There are several new laws coming out of the 2021 legislative cycle that will impact personal injury lawyers and their clients. Police and custodial officers have lost immunity against claims for malicious prosecution, and heirs in a survival action can now recover for the decedent’s pain, suffering, and disfigurement. Other developments include the easing of government claim presentation requirements.
The Bane Act is California’s most broadly applicable civil rights law—the state counterpart to the federal civil rights act, 42 U.S.C. § 1983. As of January 1, 2022, for the first time in California history, people will be able to bring claims under California law against police and custodial officers for malicious prosecution or for injuries to prisoners. Changes to the Tom Bane Civil Rights Act (Civ. Code, § 52.1) will remove immunities to such claims brought under the Act.

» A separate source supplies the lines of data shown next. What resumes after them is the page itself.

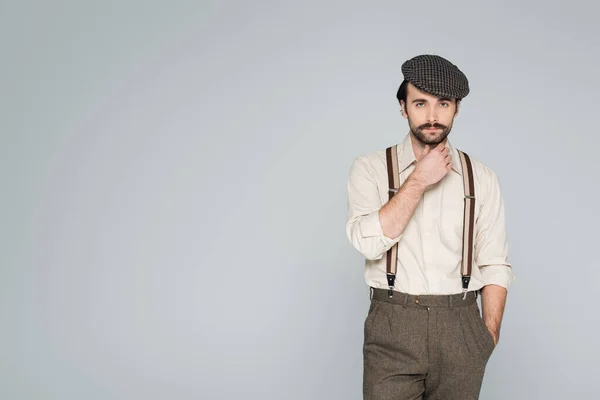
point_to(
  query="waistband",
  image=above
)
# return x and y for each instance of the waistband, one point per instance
(429, 300)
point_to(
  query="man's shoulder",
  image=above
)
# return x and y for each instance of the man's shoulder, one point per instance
(375, 158)
(483, 173)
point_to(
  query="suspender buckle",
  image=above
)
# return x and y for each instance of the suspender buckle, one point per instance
(465, 280)
(391, 279)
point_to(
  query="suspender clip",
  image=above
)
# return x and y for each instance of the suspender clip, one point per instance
(391, 279)
(465, 280)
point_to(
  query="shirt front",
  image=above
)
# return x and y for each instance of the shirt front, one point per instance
(430, 247)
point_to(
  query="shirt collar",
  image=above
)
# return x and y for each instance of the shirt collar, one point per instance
(406, 155)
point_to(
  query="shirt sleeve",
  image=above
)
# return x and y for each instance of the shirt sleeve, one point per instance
(491, 244)
(363, 227)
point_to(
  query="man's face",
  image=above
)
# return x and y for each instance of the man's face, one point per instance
(430, 117)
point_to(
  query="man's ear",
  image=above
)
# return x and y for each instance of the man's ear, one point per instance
(403, 108)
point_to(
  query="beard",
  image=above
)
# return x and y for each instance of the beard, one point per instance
(427, 138)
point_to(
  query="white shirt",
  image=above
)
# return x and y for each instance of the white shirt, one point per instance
(430, 247)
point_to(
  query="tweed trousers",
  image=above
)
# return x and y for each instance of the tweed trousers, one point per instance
(430, 347)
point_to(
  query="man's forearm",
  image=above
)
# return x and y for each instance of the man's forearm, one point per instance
(396, 213)
(493, 301)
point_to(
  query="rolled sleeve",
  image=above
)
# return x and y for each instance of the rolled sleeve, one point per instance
(497, 275)
(363, 226)
(491, 244)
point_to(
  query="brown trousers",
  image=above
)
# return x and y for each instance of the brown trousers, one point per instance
(424, 347)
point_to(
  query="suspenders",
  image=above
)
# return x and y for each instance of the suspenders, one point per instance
(468, 218)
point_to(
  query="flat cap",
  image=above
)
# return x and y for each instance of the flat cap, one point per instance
(436, 75)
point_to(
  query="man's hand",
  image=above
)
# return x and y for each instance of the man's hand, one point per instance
(433, 164)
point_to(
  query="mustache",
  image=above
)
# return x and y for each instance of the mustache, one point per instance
(438, 126)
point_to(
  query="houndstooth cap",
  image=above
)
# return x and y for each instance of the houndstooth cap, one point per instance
(436, 75)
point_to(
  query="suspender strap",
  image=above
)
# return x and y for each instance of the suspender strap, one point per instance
(393, 185)
(468, 217)
(468, 221)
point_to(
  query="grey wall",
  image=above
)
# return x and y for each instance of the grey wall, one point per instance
(173, 190)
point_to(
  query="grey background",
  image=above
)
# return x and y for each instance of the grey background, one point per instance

Effective Jan. 1, 2022 to Jan. 1, 2026, Code of Civil Procedure section 377.2 was amended (SB 447) to allow for the recovery of the decedent’s pain, suffering and disfigurement. Traditionally, such damages were not recoverable as compensatory damages in a survival action; however, the decedent’s emotional distress could be considered for purposes of punitive damages. Rubio v. CIA Wheel Group (2021) 63 Cal.App.5th 82, 91-94.
Several statutory changes taking effect on January 1, 2022 will impact personal injury lawyers in California. Key changes include: (1) easing of government claim presentation requirements (SB 501) and (2) no claim requirement in cases of sexual assault by a police officer (AB 1455).